Mr Williams’s wife, Sue, 56, paid the fine because she was worried that it would be doubled if he did not pay immediately.
She said: “If it wasn’t paid in a certain time it doubled so I went to the council offices and gave them the £30. Even they were a bit surprised by it. I asked for a receipt but they didn’t have any special forms for it.
“They just wrote out that I had paid them £30 on a plain piece of paper.
“If you ask me they have overstepped the mark. I use the van myself for shopping trips – does that mean I also couldn’t smoke in there? It was a very expensive packet of teabags. It just doesn’t make sense to us.”
A spokesman for Ceredigion council defended the fine. He said: “The general position in relation to smoking legislation is that there are very few exemptions to the smoking ban.
“It affects most public premises, including work places and work vehicles.”
However, Simon Clark, director of the smokers’ pressure group Forest, described it as “absolutely ridiculous”.
He said: “It smacks of some jobs-worth council official interpreting the law to the most extreme level. This surely is not what the change in the law was intended for – it was not meant to harass and persecute people going about their ordinary lives.

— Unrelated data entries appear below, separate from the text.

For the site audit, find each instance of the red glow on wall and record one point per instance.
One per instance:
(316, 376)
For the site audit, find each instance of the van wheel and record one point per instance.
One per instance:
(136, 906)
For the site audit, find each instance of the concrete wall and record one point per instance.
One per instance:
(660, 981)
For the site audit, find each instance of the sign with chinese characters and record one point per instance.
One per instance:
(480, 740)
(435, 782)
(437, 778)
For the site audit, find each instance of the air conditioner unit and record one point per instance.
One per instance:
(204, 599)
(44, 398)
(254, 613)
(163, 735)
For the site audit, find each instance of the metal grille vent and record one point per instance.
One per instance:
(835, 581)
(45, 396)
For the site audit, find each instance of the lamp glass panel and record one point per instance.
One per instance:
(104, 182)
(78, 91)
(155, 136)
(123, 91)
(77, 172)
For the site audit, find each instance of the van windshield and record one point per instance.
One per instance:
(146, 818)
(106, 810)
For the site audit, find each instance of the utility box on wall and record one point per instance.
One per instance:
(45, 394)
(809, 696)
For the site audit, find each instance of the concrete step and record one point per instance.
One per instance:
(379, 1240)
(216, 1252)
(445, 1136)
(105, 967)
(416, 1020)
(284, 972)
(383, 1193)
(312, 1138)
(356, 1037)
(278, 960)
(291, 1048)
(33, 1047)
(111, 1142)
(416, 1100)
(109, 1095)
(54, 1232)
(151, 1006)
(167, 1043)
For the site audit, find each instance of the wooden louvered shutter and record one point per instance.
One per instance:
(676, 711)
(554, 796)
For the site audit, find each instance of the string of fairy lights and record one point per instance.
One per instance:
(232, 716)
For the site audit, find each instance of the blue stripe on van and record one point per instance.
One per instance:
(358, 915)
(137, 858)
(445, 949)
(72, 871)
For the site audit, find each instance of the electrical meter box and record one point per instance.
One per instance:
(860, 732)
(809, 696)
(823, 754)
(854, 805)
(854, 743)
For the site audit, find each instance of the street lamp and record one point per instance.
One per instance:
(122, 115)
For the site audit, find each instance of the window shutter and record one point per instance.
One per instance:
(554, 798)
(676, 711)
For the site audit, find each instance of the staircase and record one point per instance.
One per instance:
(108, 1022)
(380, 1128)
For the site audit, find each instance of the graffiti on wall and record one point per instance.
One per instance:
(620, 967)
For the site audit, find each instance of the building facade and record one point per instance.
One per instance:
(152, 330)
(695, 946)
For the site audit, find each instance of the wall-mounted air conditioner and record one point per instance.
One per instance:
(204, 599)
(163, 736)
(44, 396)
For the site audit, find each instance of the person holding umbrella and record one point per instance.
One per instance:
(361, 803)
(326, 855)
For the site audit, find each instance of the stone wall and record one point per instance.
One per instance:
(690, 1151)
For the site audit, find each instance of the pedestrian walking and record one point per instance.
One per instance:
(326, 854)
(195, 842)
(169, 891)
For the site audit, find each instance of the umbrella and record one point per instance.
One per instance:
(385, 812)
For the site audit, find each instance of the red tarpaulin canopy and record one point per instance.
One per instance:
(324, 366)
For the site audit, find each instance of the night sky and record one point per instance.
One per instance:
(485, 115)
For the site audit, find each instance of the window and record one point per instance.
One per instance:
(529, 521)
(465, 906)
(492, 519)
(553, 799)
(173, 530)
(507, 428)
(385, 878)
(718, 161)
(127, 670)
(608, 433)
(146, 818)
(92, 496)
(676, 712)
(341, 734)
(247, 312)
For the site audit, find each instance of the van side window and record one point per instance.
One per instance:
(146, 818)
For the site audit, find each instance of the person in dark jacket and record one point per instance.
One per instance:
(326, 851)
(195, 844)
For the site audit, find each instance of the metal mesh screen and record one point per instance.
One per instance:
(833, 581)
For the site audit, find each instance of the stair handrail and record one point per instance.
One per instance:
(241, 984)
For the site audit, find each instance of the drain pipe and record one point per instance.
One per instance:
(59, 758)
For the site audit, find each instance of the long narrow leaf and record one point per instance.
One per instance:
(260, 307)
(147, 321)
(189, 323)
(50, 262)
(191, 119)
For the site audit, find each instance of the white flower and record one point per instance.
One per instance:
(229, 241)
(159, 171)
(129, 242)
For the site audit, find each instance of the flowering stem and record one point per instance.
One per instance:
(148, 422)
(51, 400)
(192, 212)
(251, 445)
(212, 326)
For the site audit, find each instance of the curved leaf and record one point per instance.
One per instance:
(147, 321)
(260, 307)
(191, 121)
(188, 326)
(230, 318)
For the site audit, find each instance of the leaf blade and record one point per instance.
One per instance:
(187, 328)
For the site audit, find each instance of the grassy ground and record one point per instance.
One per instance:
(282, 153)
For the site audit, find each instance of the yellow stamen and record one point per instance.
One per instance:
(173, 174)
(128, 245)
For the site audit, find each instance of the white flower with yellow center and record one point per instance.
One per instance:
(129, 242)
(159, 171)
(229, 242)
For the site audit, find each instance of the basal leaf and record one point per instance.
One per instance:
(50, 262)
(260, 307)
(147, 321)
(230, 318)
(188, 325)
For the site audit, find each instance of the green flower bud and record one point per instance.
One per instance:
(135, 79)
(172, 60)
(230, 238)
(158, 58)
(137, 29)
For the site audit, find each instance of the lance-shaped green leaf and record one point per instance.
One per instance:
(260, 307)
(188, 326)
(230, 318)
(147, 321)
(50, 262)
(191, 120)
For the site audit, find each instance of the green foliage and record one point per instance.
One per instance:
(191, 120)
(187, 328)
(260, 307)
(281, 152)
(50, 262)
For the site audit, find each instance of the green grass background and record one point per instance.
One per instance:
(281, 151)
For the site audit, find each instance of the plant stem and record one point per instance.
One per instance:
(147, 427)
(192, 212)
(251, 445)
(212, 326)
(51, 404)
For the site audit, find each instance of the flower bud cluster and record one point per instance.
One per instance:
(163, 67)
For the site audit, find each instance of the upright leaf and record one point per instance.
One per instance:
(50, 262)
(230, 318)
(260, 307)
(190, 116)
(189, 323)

“It is ridiculous that someone should be fined for smoking in their own private vehicle away from any workplace.”
A careful reading of the smoke-free premises regulations for Wales suggests that the council officials may have been overzealous.
A spokesman for the Welsh Assembly, which drafted the legislation, said: “Smoking is permitted in vehicles used for work purposes that are for the sole use of the driver and are not used as a workplace by anyone else.”